Depending on which part of the tree it is referred to, there are the following cases of coreference :
reference to a leaf.
The coref_gram.rf
or coref_text.rf
attribute contains the identifier of the target leaf (coreferred node).
Cf.:
Vlasta šla do divadla, kde na ni čekal Marek. (=Vlasta went to the theater where Marek already waited for her)
The node referred to by ona is the leaf (node) representing Vlasta.
reference to the root of a subtree.
The coref_gram.rf
or coref_text.rf
attribute contains the identifier of the target (coreferred) subtree.
If the coreferred node is not a leaf, we assume that it is referred to the whole subtree. Cf.:
Můj o dva roky mladší bratr, kterého ještě neznáš, přijde zítra (=The two years younger brother of mine which you don't know yet comes tomorrow)
The node referred to by který is the whole subtree můj o dva roky mladší bratr, not just the node for bratr.
!!! One cannot exclude the possibility that there are cases such that it is referred just to the node representing the root of a subtree and not to its daughters. This possibility has not been taken into account so far.
A special case of reference to the root of a subtree is reference to the whole sentence. In such cases, the coreferred node is not the root of the sentence but rather the technical root node of the tree.
reference to more than one node.
The coref_gram.rf
or coref_text.rf
attribute contains more identifiers.
It is possible to refer to more than one expression (subtree). In such cases, it is referred to all individual expressions (i.e. the relevant attribute contains the identifiers of all target nodes). There are more than one coreference relations present. Cf.:
Marie vzala Vlastu do divadla, kde na ně čekal Marek. (=Marie took Vlasta to the theater where Marek already waited for them)

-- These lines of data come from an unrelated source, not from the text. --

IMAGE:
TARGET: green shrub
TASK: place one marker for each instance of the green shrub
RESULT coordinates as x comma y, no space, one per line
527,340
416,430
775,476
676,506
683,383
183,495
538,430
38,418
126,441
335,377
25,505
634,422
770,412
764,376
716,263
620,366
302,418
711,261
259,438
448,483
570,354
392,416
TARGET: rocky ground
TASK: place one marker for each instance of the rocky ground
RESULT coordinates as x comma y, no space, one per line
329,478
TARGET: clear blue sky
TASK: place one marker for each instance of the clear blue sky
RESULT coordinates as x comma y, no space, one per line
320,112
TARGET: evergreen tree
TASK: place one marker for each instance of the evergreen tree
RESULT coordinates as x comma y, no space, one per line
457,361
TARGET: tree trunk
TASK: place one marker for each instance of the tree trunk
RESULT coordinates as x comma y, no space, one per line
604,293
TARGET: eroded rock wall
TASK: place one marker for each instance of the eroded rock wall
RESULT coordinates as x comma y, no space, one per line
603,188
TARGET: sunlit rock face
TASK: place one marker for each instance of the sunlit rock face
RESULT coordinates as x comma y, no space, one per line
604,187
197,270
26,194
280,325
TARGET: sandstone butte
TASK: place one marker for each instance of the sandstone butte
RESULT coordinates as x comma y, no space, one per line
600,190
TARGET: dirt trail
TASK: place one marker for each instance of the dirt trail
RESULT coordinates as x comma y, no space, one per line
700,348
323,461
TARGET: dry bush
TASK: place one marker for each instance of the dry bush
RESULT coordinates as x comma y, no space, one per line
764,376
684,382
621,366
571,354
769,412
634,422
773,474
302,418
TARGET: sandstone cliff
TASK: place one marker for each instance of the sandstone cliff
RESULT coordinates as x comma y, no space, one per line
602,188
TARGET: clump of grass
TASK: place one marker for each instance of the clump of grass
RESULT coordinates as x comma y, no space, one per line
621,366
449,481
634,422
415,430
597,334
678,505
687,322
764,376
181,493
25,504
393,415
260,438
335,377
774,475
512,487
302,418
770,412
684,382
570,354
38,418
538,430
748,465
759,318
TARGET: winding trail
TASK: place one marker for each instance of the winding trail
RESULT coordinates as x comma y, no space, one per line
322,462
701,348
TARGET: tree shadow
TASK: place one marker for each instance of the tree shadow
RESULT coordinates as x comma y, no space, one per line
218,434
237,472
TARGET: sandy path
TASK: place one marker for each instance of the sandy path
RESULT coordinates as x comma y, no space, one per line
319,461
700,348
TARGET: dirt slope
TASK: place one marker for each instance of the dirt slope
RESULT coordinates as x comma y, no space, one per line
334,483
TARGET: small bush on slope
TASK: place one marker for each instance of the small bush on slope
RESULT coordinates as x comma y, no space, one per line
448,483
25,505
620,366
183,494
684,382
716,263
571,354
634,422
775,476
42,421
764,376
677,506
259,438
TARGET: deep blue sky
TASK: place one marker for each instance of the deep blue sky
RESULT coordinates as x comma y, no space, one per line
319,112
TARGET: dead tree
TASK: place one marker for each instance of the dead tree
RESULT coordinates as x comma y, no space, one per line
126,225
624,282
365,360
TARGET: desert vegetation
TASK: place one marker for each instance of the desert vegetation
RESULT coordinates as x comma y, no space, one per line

The nodes referred to by ony (=they) are two nodes: the one for Marie and the one for Vlasta and it is necessary to refer to each of them individually.
This is only a temporary solution; see also Section 5.2.2, "Referring with the type "tatínek s maminkou"".
reference to a segment.
The coref_special
attribute is assigned the value segm
.
It is referred to a larger segment (which is not further specified). For more details see Section 3.1.2, "Reference to a segment".
extra-textual reference.
The coref_special
attribute is assigned the value exoph
.
It is referred to a reality external to the text. For more details see Section 3.1.3, "Exophora".
Coreference relations can also be established between nodes that are not present at the surface level, i.e. between newly established nodes with various t-lemma substitutes (see also Section 4, "Survey of types of coreference with respect to the t-lemmas of the coreferring nodes"). Coreference relations often form long coreference chains at the end of which there are expressions that do not refer to any other node (see Section 5.1, "Preserving the coreference chains").